Ok thanks. What bank have you open your acct? How much the deduction per month if non resident?


----------



## elisa31bcn (Jan 23, 2013)

La Caixa, and it was around 7 euros a month.


----------



## ronan08 (Apr 7, 2013)

elisa31bcn said:


> La Caixa, and it was around 7 euros a month.


When did you open your acct? Coz they told me it was 30€ a month if non resident.


----------



## xabiaxica (Jun 23, 2009)

ronan08 said:


> When did you open your acct? Coz they told me it was 30€ a month if non resident.

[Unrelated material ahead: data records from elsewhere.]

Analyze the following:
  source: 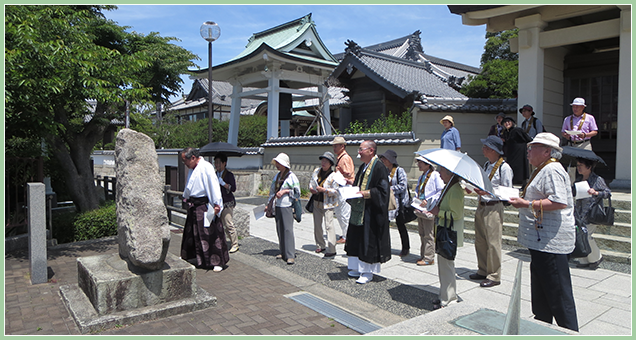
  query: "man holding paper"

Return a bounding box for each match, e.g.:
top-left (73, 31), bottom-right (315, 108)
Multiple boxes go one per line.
top-left (344, 140), bottom-right (391, 284)
top-left (469, 136), bottom-right (513, 288)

it won't help you anyway - you need a joint account don't you, reading your posts on the UK forum?


----------



## elisa31bcn (Jan 23, 2013)

It was a few years back, but that 30 euro figure sounds like a scam. I have a friend who has a non-resident account at Citibank, 7 euros a month. Look at the website for La Caixa, and there is a non-resident account advertised, 6.25 euros a month...


----------



## ronan08 (Apr 7, 2013)

elisa31bcn said:


> It was a few years back, but that 30 euro figure sounds like a scam. I have a friend who has a non-resident account at Citibank, 7 euros a month. Look at the website for La Caixa, and there is a non-resident account advertised, 6.25 euros a month...


Ok thanks a lot. . I will inquire about this.


----------